Active mutual fund and exchange-traded-fund (ETF) market share continued to erode in 2015, dropping from 77% in 2011 to 69% in 2015, according to new research from global analytics firm Cerulli Associates.

Cerulli’s latest report, U.S. Products and Strategies 2016: Identifying Opportunities for Active Management, finds that almost one-third (31%) of mutual fund and ETF assets were invested in passive strategies in 2015, up from 23% in 2011.

“Investors are questioning active’s value and fee pressure from intermediaries remains prevalent,” Pamela DeBolt, associate director at Cerulli, said in a statement. “Active managers find themselves at a crossroads. They need to determine how to provide alpha in an environment in which the simplicity and low cost of passive appeals to investors and advisors.”

Asset managers report their institutional and retail clients allocate between 10% and 30% of their portfolios to passive investments today.

Looking out three years, they expect institutional investors to invest roughly 20%–50% in passive and retail investors to have a narrower but higher band allocated to passive investments (30%–50%).

This trend toward more passive investing may be due to both fee and regulatory pressures, according to the report.

Accoding to Cerulli, almost half of asset managers (48%) report that regulatory changes and their effect on potential products is a large constraint on their innovation plans in 2016. This is a significant increase from the 23% who said the same in 2015.

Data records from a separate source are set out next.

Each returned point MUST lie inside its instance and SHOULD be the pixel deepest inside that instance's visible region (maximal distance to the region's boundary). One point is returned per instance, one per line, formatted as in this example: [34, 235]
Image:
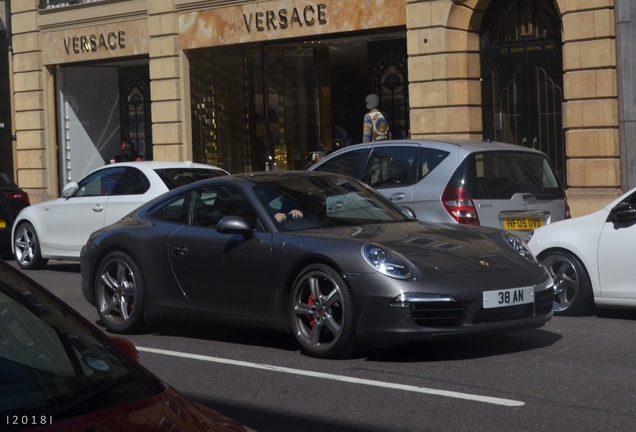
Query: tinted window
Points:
[175, 177]
[342, 164]
[492, 175]
[100, 183]
[390, 166]
[206, 206]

“Active managers … are in a position where they may need to reinvent themselves,” the Cerulli report stresses. “It is important for them to take an introspective look at their capabilities and figure out how to be innovative.”

Two ways active managers are already starting to be innovative are through strategic beta products and environmental, social, governance (ESG) or socially responsible investing (SRI) strategies.

“Creating products that compete with low-cost passive offerings, such as strategic beta, a hybrid investment approach between active and passive, appeals to active managers that struggle philosophically with managing both active and pure passive,” DeBolt said in a statement.

Meanwhile, the report finds that more asset managers are receiving requests from institutional clients for socially responsible strategies. The percentage of asset managers receiving these requests has increased from 35% in 2015 to 52% in 2016, according to the report. And, the report finds that the fraction of managers receiving at least one request is up from 68% to 90% over the same time period.

With broker-dealers using fewer firms and products, asset managers need to work toward the “right mix of fewer products capable of achieving scale,” according to the report.

Cerulli predicts that a few core low-cost share classes will eventually prevail.

Looking ahead to 2017, asset managers expect to see the biggest increase in the use of I-shares, R6 shares and a platform/wrap share class, according to the report.

“It is critical to have the right share classes in a firm’s arsenal to compete in certain markets,” the report states.

The report also finds that financial advisors plan to increase their use of platform and institutional share classes even though A-shares made up the largest percentage of their advisory practice sales in 2015.